Der Typ redet und redet und lächelt mich an und ich denke: Wie lange quasselt der eigentlich schon? Ich lächle zurück und lecke mir etwas Eis vom Handgelenk und frage mich, ob er vielleicht auch ein Arschfetischist ist.
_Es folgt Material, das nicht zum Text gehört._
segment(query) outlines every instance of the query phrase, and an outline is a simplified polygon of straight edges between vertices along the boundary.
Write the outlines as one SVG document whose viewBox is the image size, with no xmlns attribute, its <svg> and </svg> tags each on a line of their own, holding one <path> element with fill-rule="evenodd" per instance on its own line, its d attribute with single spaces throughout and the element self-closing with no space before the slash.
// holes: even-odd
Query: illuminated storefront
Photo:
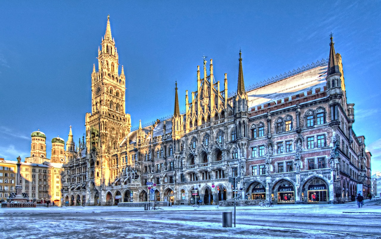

»Also siehst du deinen Halbbruder nicht so oft?«, nehme ich das Ende seines Satzes auf.

»Richtig.«

»Cool.«

»Und du?«

»Was ich?«

»Gehst du noch zur Schule?«

Ich zeige ihm mein Handgelenk. Ein kleines Tattoo prangt an der Stelle, an der immer der Puls gemessen wird. Ein Wort, nicht mehr.

»Vorbei?«, fragt er.

»Richtig, vorbei.«

»Abitur?«

»Nee.«

Ich verdrehe die Augen und lache, also wirklich, als ob eine wie ich nach Abitur aussehen würde. Schwachsinn. Der stellt ja Fragen. Achtung, da kommt schon die nächste.

»Und was hast du vor?«

»Mal sehen. Vielleicht mache ich einen Beautysalon auf. So was. Und du?«

»Ich versuche noch immer in meinem Leben anzukommen.«

Komische Antwort, denke ich und tue, als würde ich die Filmplakate studieren. Der Typ soll mich mal in Ruhe betrachten. Vielleicht hat er keine Freundin, wäre doch was für mich. Aber Typen wie der haben garantiert eine Freundin. Eine von den Glatten, die nie aufs Klo müssen und am Morgen wie Blumen aus dem Mund duften. So eine passt zu ihm, denn er ist viel zu nett für diese Welt – redet nett, riecht nett und scheint Kohle zu haben. Vielleicht pumpt er mir einen Zehner, dann müssten wir uns wiedersehen, damit ich ihm das Geld zurückgebe. Keine schlechte Idee, aber Indi würde durchdrehen.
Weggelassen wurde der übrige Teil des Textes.